State v. Schultz

CROCKETT, Justice:

Defendant Byron Schultz was convicted by a jury of the crime of selling narcotics, committed in the Ogden Municipal Park the afternoon of May 17, 1971.1 He contends that he was a victim of entrapment and that the trial court erred in refusing to so rule as a matter of law and dismiss the charge.

Ogden City Police Officer Phillip Roche along with an undercover informant, Gary Spangler, went to the park on the afternoon mentioned purportedly to contact another man, known to be a drug dealer. Spangler approached the defendant and asked him for help in locating someone who would sell him some heroin. Defendant agreed to do so and shortly thereafter located one Terry Ebaugh who had some of the drug. Defendant returned to Span-gler and Roche, obtained $20 from the latter, then went and obtained the substance from Ebaugh and in turn delivered it to Roche. On the basis of the State Chemist’s analysis, showing that it was 100 milligrams of whitish material, 16.S per cent morphine and .5 per cent codeine, defendant was arrested and charged.

After the presentation of the State’s case, the defendant moved for dismissal on the ground of entrapment. The State moved and was allowed to reopen and present further testimony from Officer Roche that about two weeks before the incident above referred to, the defendant had sold him four white tablets for $8. It is significant that on cross-examination concerning his asserted willingness to help people who appear to be heroin addicts, defendant stated that he did so “occasionally.’’

Touching upon the defendant’s contention of entrapment he testified:

Q. What happened when you were approached ? What was said ?
A. This Gary Spangler wanted to know where he could purchase some heroin and he looked to me as if he were a heroin addict. So I checked around. I was going to do him a favor. I checked around and found Terry Ebaugh and asked him if Mr. Gary Spangler could purchase some heroin from him. Then I made the transaction with the money, because Ebaugh was kind of afraid.
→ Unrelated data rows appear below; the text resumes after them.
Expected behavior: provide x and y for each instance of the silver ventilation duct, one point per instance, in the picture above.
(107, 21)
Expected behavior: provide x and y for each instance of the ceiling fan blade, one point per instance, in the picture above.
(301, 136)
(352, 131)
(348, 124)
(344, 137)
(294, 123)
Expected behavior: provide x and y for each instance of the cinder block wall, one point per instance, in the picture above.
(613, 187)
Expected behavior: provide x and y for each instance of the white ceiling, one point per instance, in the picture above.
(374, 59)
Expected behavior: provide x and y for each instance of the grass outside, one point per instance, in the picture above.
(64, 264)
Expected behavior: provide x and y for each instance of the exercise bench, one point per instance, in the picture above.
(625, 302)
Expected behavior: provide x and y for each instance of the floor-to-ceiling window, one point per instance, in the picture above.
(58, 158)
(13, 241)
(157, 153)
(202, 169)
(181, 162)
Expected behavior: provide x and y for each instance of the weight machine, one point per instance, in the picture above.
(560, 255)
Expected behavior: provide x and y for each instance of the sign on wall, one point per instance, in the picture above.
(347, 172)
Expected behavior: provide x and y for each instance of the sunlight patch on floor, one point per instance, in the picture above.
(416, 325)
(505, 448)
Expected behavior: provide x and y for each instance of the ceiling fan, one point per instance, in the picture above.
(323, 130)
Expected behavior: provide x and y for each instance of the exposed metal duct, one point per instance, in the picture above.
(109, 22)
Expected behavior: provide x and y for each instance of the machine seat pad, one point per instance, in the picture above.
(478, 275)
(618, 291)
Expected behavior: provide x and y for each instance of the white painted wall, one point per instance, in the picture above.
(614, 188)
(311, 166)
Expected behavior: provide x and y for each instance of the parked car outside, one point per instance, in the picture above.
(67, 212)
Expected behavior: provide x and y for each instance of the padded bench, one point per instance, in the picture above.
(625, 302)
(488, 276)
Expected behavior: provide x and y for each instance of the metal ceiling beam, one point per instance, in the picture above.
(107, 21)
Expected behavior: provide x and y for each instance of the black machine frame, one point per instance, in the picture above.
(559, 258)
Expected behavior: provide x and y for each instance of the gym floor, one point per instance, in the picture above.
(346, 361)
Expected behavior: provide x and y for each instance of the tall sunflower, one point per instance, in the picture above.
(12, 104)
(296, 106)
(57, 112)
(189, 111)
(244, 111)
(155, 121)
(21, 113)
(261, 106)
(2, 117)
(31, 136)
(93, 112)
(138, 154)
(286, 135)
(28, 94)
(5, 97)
He described the conversation with Officer Roche:

Q. Now, what was said when you arrived there?
A. Well, Spangler told him that I could get some heroin for him and then Roche gave me the money.
*394Q. How much did he give you ?
A. Twenty Dollars.
Q. What did you tell him, if anything?
A. That this Terry Ebaugh had some. He asked me if I could go get it. Then I went and got it for him and brought the heroin back.

The defense of entrapment is valid and will preclude conviction of a crime if one who is not intending to commit a crime is persuaded or induced by a police officer to commit an offense which he would not otherwise have committed.2 Whether there was such entrapment depends upon what the evidence shows as to the facts; and it is to be determined as are other issues of fact. If it is so clear that all reasonable minds must find one way, then the trial court 'should rule as a matter of law and take the issue from the jury.3 Conversely, if there is a basis in the evidence upon which reasonable minds could differ, then the determination should be made by the jury.4

On the basis of the evidence as summarized above, it is our opinion that the trial court correctly viewed the situation disclosed by the evidence as presenting a jury question. Accordingly, in submitting the case to them he properly instructed them that the defendant would not be guilty if the idea to commit the crime did not originate in his own mind but was suggested for the purpose of entrapping him and causing his arrest, but only if he “originally and independently of the officers” intended to commit the offense.5

There having been shown no basis for reversal,6 the jury verdict and judgment is affirmed. No costs awarded.

CALLISTER, C. J., and TUCKETT and ELLETT, JJT., concur.

. In violation of Sec. 58-13a 14 (8), U.C.A. 1953.

. Salt Lake City v. Robinson, 40 Utah 448, 125 P. 657; In Re Wright, 68 Nev. 324, 232 P.2d 398.

. Sherman v. United States, 356 U.S. 369, 78 S.Ct. 819, 2 L.Ed.2d 848, but see also Grossman v. State (Alaska), 457 P.2d 226.

. People v. Alamillo, 113 Cal.App.2d 617, 248 P.2d 421; United States v. Markham, 7 Cir., 191 F.2d 936.

. State v. Pacheco, 13 Utah 2d 148, 369 P. 2d 494.

. Our statute Sec. 77-42-1, U.S.C.A.1953, provides that errors which do not affect the essential rights of the parties shall be disregarded; that when defendant has been afforded his entitlement of jury trial, represented by competent counsel, and given the protections the law affords, all presumptions favor the validity of the judgment. See statement in State v. Seymour, 18 Utah 2d 153, 417 P.2d 655.